Hemlock language insights

Work Stealing - Actors

In this post, we’ll show how we support work stealing from within Hemlock actors’ native stacks. The examples here are directly based on the sum function example in the Work Stealing - Intro post. In summary, it’s a recursive divide-and-conquer implementation that sums sub-sections of an array uns together. We’ll go with an example where the input is very large.

let arr = gen_random_vals 1_000_000_000
let s = sum arr

Given that this is a recursive divide-and-conquer approach, each level of recursion accounts for a logarithmically decreasing slice of the overall work to do. The top few levels of the execution stack alongside the post-order work tree would look as follows early on in the execution of sum.

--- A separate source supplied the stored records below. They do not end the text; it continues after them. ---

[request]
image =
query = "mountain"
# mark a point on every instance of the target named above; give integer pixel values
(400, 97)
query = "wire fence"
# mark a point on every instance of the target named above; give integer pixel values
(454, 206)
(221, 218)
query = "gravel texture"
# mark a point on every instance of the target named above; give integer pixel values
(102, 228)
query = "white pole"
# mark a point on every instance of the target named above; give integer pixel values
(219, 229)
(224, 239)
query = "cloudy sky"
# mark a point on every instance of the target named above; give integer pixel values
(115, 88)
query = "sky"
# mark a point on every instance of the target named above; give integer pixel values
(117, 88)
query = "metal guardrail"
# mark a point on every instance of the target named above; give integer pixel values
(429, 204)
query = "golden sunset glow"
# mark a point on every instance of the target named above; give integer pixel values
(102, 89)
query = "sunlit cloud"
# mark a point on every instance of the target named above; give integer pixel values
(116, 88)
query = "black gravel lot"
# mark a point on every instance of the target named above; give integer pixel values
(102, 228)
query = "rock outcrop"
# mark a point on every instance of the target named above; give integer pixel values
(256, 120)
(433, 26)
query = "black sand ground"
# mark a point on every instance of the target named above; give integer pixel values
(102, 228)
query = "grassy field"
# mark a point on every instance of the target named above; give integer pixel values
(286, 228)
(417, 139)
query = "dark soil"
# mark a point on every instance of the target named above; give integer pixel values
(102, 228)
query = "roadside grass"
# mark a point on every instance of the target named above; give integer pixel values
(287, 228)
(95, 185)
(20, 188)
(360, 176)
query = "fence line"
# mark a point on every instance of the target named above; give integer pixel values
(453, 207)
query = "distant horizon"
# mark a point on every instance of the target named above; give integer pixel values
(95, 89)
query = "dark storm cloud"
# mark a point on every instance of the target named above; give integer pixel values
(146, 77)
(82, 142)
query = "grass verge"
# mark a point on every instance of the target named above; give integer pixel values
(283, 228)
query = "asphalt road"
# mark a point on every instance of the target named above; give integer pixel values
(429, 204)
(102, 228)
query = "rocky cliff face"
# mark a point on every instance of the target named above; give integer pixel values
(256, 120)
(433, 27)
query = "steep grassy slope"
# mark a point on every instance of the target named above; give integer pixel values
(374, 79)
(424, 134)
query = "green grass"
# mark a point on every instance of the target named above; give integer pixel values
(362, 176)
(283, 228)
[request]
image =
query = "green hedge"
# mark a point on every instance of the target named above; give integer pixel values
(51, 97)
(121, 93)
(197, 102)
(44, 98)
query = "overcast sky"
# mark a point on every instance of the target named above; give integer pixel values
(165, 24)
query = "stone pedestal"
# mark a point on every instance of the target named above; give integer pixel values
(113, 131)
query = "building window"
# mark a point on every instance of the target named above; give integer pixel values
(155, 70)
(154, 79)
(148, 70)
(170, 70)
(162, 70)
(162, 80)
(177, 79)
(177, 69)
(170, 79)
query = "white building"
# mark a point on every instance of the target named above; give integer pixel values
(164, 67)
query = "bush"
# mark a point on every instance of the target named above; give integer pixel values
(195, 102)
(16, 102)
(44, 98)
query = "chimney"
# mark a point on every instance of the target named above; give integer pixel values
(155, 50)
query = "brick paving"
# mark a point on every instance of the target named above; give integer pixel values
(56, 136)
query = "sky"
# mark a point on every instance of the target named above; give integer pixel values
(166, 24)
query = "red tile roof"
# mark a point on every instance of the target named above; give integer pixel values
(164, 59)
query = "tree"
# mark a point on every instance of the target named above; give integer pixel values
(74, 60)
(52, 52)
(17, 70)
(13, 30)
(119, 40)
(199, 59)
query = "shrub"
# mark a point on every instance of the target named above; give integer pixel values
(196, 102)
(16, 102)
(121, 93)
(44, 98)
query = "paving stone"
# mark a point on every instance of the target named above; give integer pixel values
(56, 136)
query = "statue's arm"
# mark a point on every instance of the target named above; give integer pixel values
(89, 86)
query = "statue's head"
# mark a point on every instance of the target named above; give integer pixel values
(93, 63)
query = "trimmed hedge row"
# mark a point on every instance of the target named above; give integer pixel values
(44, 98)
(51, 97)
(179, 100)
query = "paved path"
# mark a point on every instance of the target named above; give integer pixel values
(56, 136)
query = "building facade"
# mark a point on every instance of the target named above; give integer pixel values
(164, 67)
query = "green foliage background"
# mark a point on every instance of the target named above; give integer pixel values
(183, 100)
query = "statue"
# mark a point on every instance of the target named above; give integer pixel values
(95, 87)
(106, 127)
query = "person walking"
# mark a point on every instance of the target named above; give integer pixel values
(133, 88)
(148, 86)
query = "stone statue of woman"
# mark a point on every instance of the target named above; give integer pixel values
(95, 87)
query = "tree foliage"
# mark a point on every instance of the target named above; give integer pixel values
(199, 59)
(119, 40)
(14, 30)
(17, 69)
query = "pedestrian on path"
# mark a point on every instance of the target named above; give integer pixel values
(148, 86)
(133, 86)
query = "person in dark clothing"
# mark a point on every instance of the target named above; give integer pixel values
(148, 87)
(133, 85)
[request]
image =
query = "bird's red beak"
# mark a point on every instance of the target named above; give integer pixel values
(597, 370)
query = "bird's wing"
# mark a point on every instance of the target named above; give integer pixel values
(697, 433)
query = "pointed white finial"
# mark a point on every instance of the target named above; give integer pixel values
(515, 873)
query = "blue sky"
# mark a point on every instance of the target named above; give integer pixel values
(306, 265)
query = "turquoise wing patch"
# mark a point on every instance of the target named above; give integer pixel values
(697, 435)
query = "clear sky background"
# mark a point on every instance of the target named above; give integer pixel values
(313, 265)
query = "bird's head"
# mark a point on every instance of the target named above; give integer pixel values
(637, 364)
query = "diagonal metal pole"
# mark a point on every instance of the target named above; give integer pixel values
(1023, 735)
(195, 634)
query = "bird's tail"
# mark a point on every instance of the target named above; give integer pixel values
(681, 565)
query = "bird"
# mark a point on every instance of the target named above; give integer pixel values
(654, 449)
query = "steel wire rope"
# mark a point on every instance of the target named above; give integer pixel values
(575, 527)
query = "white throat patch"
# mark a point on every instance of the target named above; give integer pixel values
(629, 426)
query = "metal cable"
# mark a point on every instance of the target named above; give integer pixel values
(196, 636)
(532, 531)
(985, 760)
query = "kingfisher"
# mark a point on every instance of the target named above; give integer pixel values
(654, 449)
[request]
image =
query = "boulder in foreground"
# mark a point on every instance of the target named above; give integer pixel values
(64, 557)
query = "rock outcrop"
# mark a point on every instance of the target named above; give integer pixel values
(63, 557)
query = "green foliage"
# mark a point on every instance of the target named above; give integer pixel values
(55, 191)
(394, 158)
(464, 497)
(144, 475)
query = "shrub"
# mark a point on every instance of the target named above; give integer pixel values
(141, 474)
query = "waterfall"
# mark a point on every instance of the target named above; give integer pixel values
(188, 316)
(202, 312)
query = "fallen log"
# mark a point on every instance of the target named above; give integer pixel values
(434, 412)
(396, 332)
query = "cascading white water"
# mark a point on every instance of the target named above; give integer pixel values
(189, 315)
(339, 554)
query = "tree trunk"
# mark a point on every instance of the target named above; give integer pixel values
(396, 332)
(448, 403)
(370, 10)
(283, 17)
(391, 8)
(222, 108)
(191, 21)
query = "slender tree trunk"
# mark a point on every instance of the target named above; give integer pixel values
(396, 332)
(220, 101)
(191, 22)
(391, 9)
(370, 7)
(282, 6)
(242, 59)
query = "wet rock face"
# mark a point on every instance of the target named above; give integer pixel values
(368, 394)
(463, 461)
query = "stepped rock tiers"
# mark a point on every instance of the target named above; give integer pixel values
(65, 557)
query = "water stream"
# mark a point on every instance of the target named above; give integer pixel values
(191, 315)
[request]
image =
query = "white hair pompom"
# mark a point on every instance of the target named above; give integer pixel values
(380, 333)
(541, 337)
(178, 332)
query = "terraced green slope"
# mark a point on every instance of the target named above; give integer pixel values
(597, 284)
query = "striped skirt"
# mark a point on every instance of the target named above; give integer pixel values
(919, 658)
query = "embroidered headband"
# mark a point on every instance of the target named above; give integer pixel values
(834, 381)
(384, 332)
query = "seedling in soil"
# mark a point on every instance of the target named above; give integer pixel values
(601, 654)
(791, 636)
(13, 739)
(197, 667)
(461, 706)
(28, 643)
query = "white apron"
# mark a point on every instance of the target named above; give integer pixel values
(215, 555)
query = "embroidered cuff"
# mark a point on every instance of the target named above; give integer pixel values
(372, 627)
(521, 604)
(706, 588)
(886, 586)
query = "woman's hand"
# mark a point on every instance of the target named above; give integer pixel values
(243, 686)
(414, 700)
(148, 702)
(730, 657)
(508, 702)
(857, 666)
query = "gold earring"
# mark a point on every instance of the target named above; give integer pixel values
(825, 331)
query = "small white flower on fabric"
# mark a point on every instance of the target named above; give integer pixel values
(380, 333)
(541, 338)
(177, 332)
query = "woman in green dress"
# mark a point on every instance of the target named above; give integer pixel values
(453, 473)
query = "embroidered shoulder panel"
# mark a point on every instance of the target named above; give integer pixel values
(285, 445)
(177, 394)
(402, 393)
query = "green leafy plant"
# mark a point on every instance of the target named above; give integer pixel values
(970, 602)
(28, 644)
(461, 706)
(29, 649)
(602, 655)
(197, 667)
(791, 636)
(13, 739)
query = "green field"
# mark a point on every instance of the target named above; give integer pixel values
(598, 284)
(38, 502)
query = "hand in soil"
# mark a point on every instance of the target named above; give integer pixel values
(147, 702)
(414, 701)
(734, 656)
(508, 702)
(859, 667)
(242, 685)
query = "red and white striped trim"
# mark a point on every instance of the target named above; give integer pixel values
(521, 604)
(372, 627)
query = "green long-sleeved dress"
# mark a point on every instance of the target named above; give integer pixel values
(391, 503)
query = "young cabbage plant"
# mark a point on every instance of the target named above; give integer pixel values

# Ranges (e.g. 0..1B) represent the indices in `arr` to sum.
| 0..1B       |                   ____________0..1B............
+-------------+                  /                             '
| 0..500M     |            ___0..500M...                   500M..1B
+-------------+           /             '
| 0..250M     |       0..250M       250M..500M
+-------------+      /       '
| 0..125M     |  0..125M   125M..250M
|repeat...    |
:             :

On a single processor, the entire work tree would indeed be executed post-order by a single actor. However, we already established that each subtree is pure work, so each sub-tree is computable in parallel and that results from the left and right subtrees can then be merged. In a stack like this, stealing the pure right sub-trees near the top of the stack and calculating them in parallel would net us a huge performance win. By itself, the right sub-tree of the top frame accounts for half of the overall work. In this example, that’s a lot.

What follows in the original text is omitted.